Open scarbain opened 8 months ago
Hi,
It should be possible to train this with SDXl-Turbo! We just decided to use SD21-Turbo for compute reasons.
I think image-to-image translation tasks that do not have the same spatial layout would be challenging. We haven't tried such an experiment. Feel free to try it and report your results here!
-Gaurav
Hi,
It should be possible to train this with SDXl-Turbo! We just decided to use SD21-Turbo for compute reasons.
I think image-to-image translation tasks that do not have the same spatial layout would be challenging. We haven't tried such an experiment. Feel free to try it and report your results here!
-Gaurav
I am a beginner in diffusion era, and would like to ask , if the translation process would change the image resolution (such as 512->1024). So, at which step of the model (vae encoder, unet, vae decoder) should the resolution transformation be performed? Can you give me some idea, thanks
Alright great thanks @GaParmar, I think it's a little bit over my skills to adapt the training script for SDXL but I'll try that this week-end! If you have any advices or insights from your experience on 2.1 to get me started on it it'd be great. If I manage to get a working script I'll make a PR for it here!

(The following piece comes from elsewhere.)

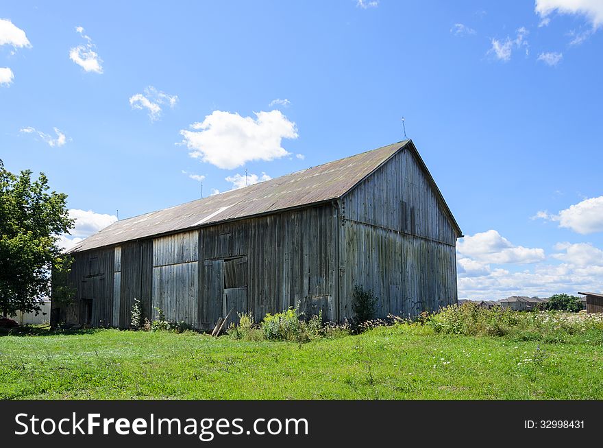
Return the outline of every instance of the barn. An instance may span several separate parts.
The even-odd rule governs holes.
[[[587,313],[603,313],[603,294],[596,292],[578,292],[586,296],[586,310]]]
[[[52,323],[127,328],[135,298],[149,318],[160,308],[201,330],[232,308],[258,321],[299,304],[342,321],[354,285],[380,316],[415,316],[456,303],[460,237],[406,140],[117,221],[70,250],[53,281],[75,296],[53,300]]]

I'm currently training 2.1 for lighting condition, I'm over 3500 steps right now, I'll get to the target 7K in a few hours !
Once it has reached 7K steps (or good results), do you think I'd gain to finetune my model at resolution 768 and then 1024 ? Do you think a few thousands steps at each resolution will be enough ? And at inference have you tried doing inference with more than 1 step ? Would it produce a better result ?

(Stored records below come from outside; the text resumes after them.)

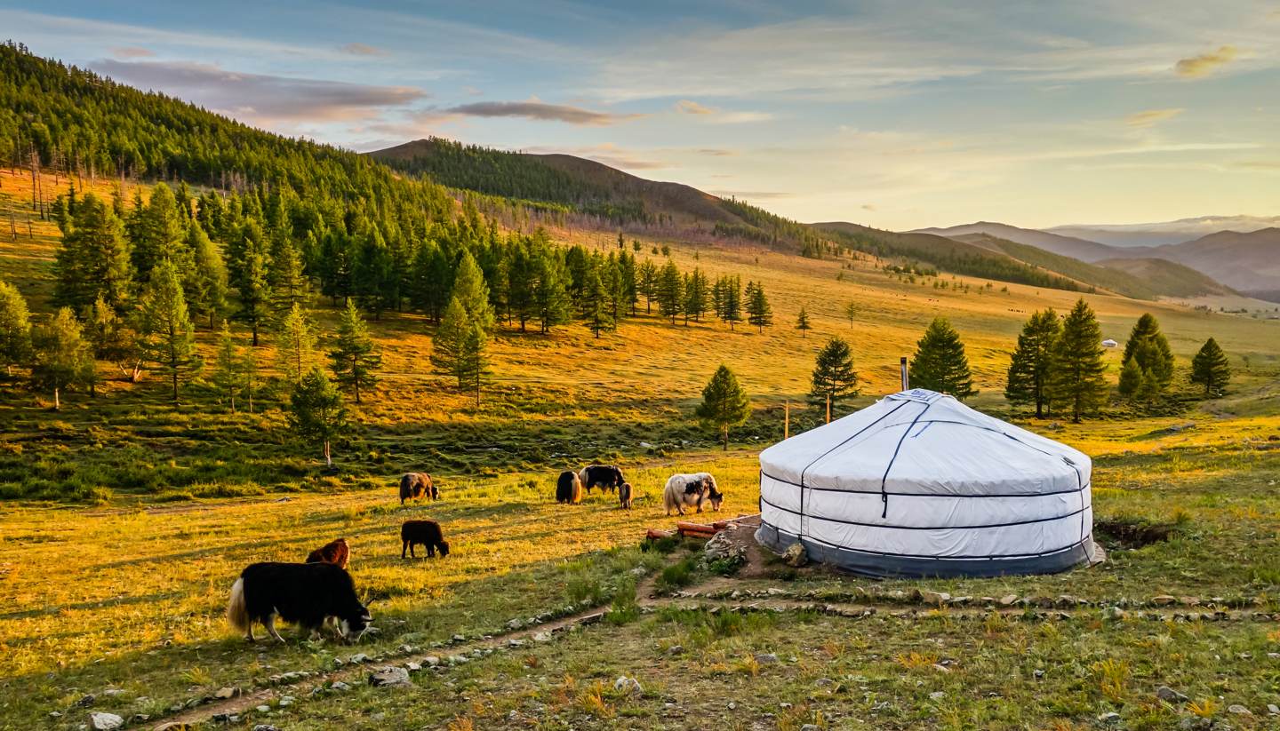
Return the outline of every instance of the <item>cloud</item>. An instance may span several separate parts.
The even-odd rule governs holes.
[[[1153,127],[1161,121],[1167,121],[1174,119],[1179,114],[1187,111],[1185,109],[1148,109],[1144,111],[1135,111],[1129,116],[1124,118],[1124,123],[1129,127]]]
[[[1239,51],[1235,46],[1221,46],[1216,51],[1179,60],[1174,64],[1174,70],[1183,78],[1198,79],[1201,77],[1207,77],[1219,68],[1234,61],[1238,55]]]
[[[707,106],[687,98],[677,101],[672,109],[680,114],[700,116],[710,124],[748,124],[773,119],[772,114],[764,111],[723,111],[719,107]]]
[[[786,190],[708,190],[712,196],[721,198],[737,198],[740,201],[777,201],[778,198],[791,198],[795,193]]]
[[[480,101],[463,104],[444,110],[445,114],[462,116],[517,116],[539,121],[563,121],[585,127],[605,127],[628,119],[644,116],[640,114],[612,114],[593,111],[577,106],[544,104],[540,101]]]
[[[703,106],[696,101],[682,98],[676,102],[676,111],[680,114],[716,114],[716,110],[709,106]]]
[[[116,59],[143,59],[156,54],[155,51],[143,49],[142,46],[124,46],[122,49],[111,49],[111,55]]]
[[[344,54],[351,54],[352,56],[385,56],[385,55],[388,55],[387,51],[384,51],[384,50],[381,50],[379,47],[375,47],[375,46],[367,46],[365,43],[347,43],[346,46],[342,46],[338,50],[342,51],[342,52],[344,52]]]
[[[244,74],[210,64],[106,59],[91,65],[116,81],[255,124],[372,119],[428,96],[413,87]]]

Thanks for taking the time to be so active with the posted issues :)
Hi, I would have done an implementation of SDXL into pix2pix and cyclegan in the branch stable-diffusion-xl of https://github.com/andjoer/img2img-turbo.git
Currently I only implemented it for the training algorithms. The additional resolution embeddings are embedded in the forward function, the prompt embeddings and additional prompt embeddings in the dataloader. But I might move latter two encodings into the forward function as well for the purpose of inference. The training works well for cycle gan, but the net has difficulties to understand the prompt in the pix2pix training.
I wonder if it would make sense to implement the refiner as well between the unet and the vae with frozen weights. I will try out this in the future. Theoretically it could be that it would be enough to place the refiner at inference between them, but I doubt that it will still be able to process the new latents of the base model.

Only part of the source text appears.